Closed for Hunting Season. Come back in December

By: Karrie Myer
Copyright : 2009

Okay folks. Sorry about this one. But November was a complete wash when it comes to this farm journal. Abenaqui Alpacas was inundated with family and friends for hunting season. I had little time to write let alone think to grab my camera to document the farms events. 

The cria are growing. The leaves are gone. We ushered in the first of the month by hosting a Harvest Party for our family and friends. Farmer Steve and I chose the smallest of the five piggies to cook for the event. We butchered the pig and pit roasted it here on the farm. The smallest of the piggies dressed out at 140 pounds. 

Our dear friend Adam came the day before the roast and helped to build thepit fire and set up. On November 1st approximately 30 of our friends and family descended upon the farm to partake of the roasted pig. Apparently when you tell people you are going to bury a pig and dig it up 14 hours later and eat it, they all want to come. We made the event a potluck. The food was plentiful and the homebrew was overflowing. All had a fantastic time. Unfortunately Farmer Steve and I were so busy the entire day, we did not take a single picture. I hope to get some from friends and family so I can add those pictures maybe later.

This pig roast marked the beginning of hunting season here in Maine. Annually at this time we open our home and farm up to friends from out of state for the month so they can all work together, with Farmer Steve to hunt and put meat in their freezers. We had visitors here for much of the month. They all bring food and help out on the farm in addition to their long days in the woods tracking their prey. Fortunately Farmer Steve was successful and put approximately 100 pounds of venison into the freezer by the time the season was over. 

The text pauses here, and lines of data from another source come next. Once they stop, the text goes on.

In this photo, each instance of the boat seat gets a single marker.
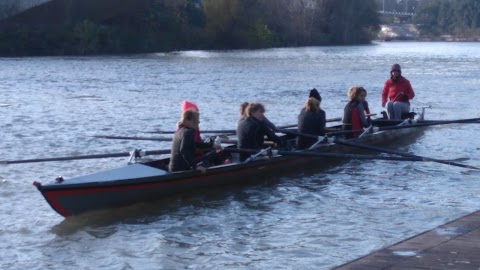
(409, 115)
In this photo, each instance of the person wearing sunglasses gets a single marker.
(397, 93)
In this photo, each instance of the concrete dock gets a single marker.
(455, 245)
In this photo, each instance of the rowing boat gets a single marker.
(143, 181)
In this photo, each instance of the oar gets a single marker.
(323, 155)
(221, 131)
(386, 150)
(222, 140)
(418, 124)
(133, 138)
(390, 151)
(111, 155)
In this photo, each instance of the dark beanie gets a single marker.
(396, 67)
(314, 93)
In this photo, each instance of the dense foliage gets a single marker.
(192, 24)
(459, 18)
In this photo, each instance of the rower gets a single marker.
(399, 91)
(356, 112)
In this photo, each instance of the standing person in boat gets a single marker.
(356, 111)
(244, 115)
(183, 143)
(399, 91)
(312, 121)
(251, 132)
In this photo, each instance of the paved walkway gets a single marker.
(455, 245)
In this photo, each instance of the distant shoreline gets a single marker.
(409, 32)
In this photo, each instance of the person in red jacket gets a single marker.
(356, 112)
(398, 91)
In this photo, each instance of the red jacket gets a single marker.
(393, 90)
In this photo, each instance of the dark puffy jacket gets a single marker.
(312, 123)
(251, 135)
(183, 150)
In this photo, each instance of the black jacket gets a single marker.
(312, 123)
(251, 133)
(183, 150)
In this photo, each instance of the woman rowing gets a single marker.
(399, 91)
(244, 115)
(183, 143)
(356, 111)
(311, 120)
(252, 130)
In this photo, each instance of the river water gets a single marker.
(53, 106)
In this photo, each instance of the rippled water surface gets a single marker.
(53, 106)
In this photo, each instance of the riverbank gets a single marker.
(411, 32)
(450, 246)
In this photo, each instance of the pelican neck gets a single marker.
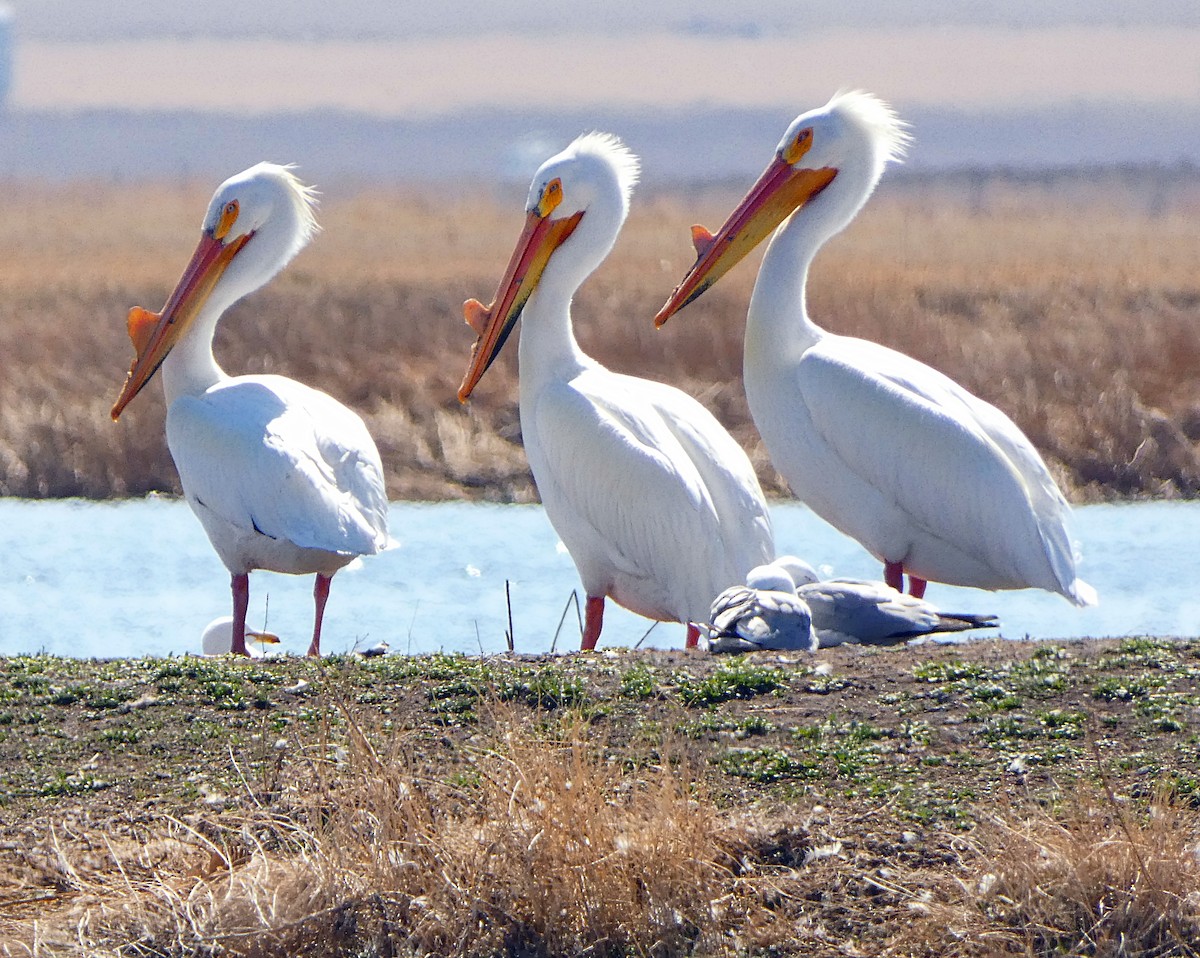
(549, 348)
(191, 369)
(778, 321)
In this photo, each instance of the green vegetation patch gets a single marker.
(741, 678)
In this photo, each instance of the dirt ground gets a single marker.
(886, 777)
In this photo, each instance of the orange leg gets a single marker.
(593, 622)
(319, 597)
(893, 574)
(240, 587)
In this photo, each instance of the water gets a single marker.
(139, 578)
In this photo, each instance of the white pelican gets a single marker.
(282, 477)
(765, 614)
(863, 612)
(655, 502)
(217, 639)
(929, 478)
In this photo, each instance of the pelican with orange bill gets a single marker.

On November 8th, the rest of the piggies were taken to market. Farmer Steve and I had little trouble brining them to Rochester for butchering. A week after the pigs are dropped off, I go pick up all the non-smoked meats. The people that co-op the pigs with us come up to the farm and help to separate and package all the meat. We separated out and foodsavered 85 pounds of pork for each person. We knew we would have about 75 more pounds per person of smoked meats coming the following week. Farmer Steve and I began our search for another freezer. Luckily, through Craig's List we were able to find a very affordable used upright freezer. We were so amazed at what we found, it was a steal.  The following week we picked up the additonal smoked and cured pork. This offered another 75 pounds of meat per family. We all share the cost of feed and butchering of all the pork. This year each family paid approximately $2.80 per pound of pork, regardless of cut. That is a fantastic price for free range, grass fed, farm raised organic pork! What a deal. Again, we spent an evening, approximately 3 hours, food savering (vaccuum sealing) and separating out the smoked cuts of pig.

Thanksgiving has come and gone now. Looking back at the month we did not have much time to work the farm during the month. Farmer Steve and I, between venison and pork butchering, entertaining guests and family, only spent a few days actually working the farm. I winterized the boys barn. We cleaned up and stowed away the pig pen, wrapped up hoses and stowed them in the basement, raked a little, and collected buckets and buckets of rocks from the new pasture.